Jennifer Westfeldt’s directorial debut, Friends with Kids, is a lighthearted romantic comedy with an indie sensibility striving to be something just a bit more but, inevitably, falling to all of the third act clichés that plague most romantic comedies. A film basically about the way our relationships change when kids enter the picture, the film is charming if a little guileless and confused in thematic content. The film follows a group of friends, all in different stages in their relationships and how they morph and change once they have kids.
The core of the film follows two best friends, played by Jennifer Westfeldt and Adam Scott, who decide to have a kid together without all of the mess associated with it like a relationship or marriage. The rest of the ensemble is filled out with alumni from Bridesmaids – Maya Rudolph, Chris O’Dowd, Kristen Wiig, and Jon Hamm – a group of friends who end up having kids and, in effect, provide the best case for how having kids effects and strains romantic relationships. Westfeldt and Scott’s characters’ platonic relationship works out pretty well until each strike out on their own romantic relationships with Edward Burns and Megan Fox, respectively.
It is here that the beats of the romantic comedy are hit note for note but the script and performances around it are strong enough to keep things afloat. Scott shows a real powerhouse performance here mixing up the more dramatic aspects of the character with the comedic side with ease and aplomb.

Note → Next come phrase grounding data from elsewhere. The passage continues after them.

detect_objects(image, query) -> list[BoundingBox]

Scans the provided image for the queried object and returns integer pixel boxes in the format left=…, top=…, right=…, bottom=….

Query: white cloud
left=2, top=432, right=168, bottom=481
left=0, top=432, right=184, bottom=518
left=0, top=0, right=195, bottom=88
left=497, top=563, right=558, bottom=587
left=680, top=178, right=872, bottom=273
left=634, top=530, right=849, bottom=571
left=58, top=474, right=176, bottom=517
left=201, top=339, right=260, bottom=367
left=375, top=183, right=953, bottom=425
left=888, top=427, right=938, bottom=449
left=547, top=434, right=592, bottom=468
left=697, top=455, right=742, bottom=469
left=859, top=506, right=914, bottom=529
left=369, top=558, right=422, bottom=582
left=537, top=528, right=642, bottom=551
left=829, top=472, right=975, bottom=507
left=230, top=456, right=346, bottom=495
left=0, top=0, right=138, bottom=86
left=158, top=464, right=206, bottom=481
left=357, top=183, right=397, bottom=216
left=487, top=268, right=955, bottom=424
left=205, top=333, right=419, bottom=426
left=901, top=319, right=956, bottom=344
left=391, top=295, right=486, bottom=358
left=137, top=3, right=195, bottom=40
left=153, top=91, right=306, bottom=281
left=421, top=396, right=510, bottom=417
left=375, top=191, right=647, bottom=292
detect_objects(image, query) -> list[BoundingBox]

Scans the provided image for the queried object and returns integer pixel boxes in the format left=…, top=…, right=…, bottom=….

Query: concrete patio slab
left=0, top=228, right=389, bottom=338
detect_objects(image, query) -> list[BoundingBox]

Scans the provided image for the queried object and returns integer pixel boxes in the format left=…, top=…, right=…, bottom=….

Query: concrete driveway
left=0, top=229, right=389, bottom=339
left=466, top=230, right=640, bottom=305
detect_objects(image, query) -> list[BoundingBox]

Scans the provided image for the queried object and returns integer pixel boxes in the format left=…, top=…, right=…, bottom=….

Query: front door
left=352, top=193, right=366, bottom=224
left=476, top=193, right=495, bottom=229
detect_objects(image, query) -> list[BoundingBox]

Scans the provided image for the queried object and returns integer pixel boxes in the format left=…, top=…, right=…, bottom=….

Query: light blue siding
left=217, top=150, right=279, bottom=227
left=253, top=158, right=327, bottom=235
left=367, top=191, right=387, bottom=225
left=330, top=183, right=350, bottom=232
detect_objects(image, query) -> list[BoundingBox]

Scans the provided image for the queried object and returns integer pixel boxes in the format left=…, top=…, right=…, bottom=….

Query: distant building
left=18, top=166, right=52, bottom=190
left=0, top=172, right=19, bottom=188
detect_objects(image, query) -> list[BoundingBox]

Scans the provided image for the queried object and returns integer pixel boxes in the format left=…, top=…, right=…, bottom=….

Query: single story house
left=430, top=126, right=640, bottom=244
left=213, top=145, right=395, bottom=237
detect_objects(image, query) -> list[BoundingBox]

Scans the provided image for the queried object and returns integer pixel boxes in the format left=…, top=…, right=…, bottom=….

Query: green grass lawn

Hamm is also given a very strong scene during a New Years Eve dinner that shows the high minded themes that are at work behind the romantic comedy gloss but, unfortunately, it is at this point that the film turns its mind against this aspect and goes towards the inevitable conclusion of Westfeldt and Scott getting together in the end.
Their relationship and chemistry holds the film together but the film seems very strident against the face of a more traditional family but it seems, in the end, Westfeldt sides with a more traditional form of family but we are never really given a reason why as it seems to only be because it is expected of the couple to get together rather than it coming naturally from the themes or the story being told. The film falls into a pattern that smacks in the face of what it seems to want to try but though there are indie sensibilities at play here, the film really wants to be another romantic comedy, and in the end, whether for good or ill, ultimately succeeds.